The Orderbruch

The EHL Site

The Oderbruch is a small region on the German-Polish border. It is an outstanding example of the anthropogenic forming of landscapes in Europe and was created by the Prussian colonisation of the 18th century. With its filigree water system, its settlement structures, and its shaping by immigration, it shows high self-organization and therefore it stands as an example for the future of rural areas in Europe.

To present this heritage, we have formed a network of 42 places and sites throughout the region. Among them are villages, churches, ladles, monuments, and small museums. All places lead their own contribution to a common landscape narrative.

European dimension

The Prussian domestic colonisation of the Oderbruch brought together Europe’s most advanced engineering expertise at the time of Frederick II. This knowledge made it possible, within a short time span, to completely reshape a natural environment in a previously unimaginable scope and with enormous conceptual power. The most important protagonists of this process were prominent European personalities in terms of their biography and expertise.
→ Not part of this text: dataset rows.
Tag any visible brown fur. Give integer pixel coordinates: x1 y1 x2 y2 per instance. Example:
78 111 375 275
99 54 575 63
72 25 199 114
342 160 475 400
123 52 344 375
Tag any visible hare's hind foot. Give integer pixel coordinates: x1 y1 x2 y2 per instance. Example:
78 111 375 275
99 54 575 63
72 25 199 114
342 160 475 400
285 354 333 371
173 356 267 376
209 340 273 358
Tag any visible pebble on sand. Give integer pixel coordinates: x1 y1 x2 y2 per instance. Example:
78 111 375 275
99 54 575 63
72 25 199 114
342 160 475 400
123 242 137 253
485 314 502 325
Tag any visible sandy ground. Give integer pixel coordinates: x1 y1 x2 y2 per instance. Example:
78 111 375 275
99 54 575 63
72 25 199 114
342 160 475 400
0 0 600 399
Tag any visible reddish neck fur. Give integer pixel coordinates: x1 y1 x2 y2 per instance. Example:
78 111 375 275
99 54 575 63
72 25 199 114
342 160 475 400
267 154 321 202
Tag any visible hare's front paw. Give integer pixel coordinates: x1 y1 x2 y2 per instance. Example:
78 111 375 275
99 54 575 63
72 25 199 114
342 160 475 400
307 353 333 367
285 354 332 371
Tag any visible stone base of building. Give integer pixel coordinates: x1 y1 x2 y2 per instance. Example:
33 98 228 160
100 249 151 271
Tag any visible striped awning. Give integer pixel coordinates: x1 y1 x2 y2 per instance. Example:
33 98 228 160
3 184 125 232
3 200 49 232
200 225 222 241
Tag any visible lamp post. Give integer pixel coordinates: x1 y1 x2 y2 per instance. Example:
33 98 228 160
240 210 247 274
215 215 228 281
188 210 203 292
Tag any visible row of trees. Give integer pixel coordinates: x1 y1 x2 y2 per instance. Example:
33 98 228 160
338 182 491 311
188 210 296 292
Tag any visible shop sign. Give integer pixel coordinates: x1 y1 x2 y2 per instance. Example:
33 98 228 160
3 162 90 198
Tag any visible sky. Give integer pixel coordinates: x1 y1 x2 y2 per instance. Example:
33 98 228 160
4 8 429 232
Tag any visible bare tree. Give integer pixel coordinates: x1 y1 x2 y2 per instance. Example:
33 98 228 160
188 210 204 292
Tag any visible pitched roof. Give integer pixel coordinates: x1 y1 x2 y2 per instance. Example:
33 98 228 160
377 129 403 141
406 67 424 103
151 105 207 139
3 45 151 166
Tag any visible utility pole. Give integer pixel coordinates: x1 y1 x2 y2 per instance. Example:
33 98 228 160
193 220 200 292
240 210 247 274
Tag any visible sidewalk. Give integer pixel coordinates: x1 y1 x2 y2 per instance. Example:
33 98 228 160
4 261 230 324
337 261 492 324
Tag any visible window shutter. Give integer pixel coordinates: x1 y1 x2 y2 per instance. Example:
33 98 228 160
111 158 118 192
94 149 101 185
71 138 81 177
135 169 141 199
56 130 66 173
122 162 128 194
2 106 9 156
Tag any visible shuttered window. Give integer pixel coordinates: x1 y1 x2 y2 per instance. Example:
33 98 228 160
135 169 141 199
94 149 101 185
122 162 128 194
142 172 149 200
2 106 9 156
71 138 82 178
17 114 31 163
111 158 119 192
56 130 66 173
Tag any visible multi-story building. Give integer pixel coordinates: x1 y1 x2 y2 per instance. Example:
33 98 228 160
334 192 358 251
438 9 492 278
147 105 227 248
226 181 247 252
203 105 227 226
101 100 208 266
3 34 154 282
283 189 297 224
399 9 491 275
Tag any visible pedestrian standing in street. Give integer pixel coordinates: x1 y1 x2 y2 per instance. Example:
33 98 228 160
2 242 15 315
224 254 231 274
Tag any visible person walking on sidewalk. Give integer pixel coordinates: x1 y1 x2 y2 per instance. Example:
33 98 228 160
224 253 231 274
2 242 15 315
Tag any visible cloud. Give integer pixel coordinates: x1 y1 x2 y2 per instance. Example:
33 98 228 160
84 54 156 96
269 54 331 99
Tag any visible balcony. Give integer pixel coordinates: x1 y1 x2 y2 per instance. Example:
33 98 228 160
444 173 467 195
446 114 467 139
The new landscape design shaped by these personalities brought people from Germany’s Palatinate region, the French-speaking part of Switzerland, Bohemia and many other European regions together in the Oderbruch, but it also opened up new opportunities for the fishermen already residing there. Approximately 8,000 colonists found a new livelihood in the Oderbruch. It is thanks to the Oderbruch’s potential for integration that, to this day, people from France, England, Poland, the Netherlands or the United States have been able to settle in this landscape and enrich the region with their diverse cultural influences.

European values are reflected above all in the history of the landscape, where, over a period of ten generations, through wars, catastrophes, and systemic upheavals, the Oderbruch’s water system has been constantly evolving to this day. This continuity is testimony to a characteristically European sense of responsibility, which has made it possible for a radical and bold intervention into the natural environment to create a sustainably managed cultural landscape. A decisive factor in this development has always been a dialectic of state action and civic involvement, which, while often fraught with conflict, has ultimately always been resolved in democratic processes of communication. With this self-conception as a starting point, the citizens of the Oderbruch present their landscape as a prime example for the future of rural life in a modern Europe.

As a result of the Second World War, the Oderbruch of today is a cross-border landscape. It does not end in the middle of the Oder River, but instead also encompasses what today are the old Polish Oderbruch villages on the eastern side, from which significant impulses for colonisation once came.

The organization

The network of heritage-places is coordinated by the Oderbruch Museum Altranft.

We publish an annual travel guide (Schau ins Bruch), provide information about the possibilities to get to know the Oderbruch, carry out numerous educational projects and invite people to take tours through the Oderbruch.

In the Oderbruch Museum, we present the land and its people in a richly artistic exhibition.

Our work is supported by a municipal working group in which all communities and cities of the Oderbruch are members.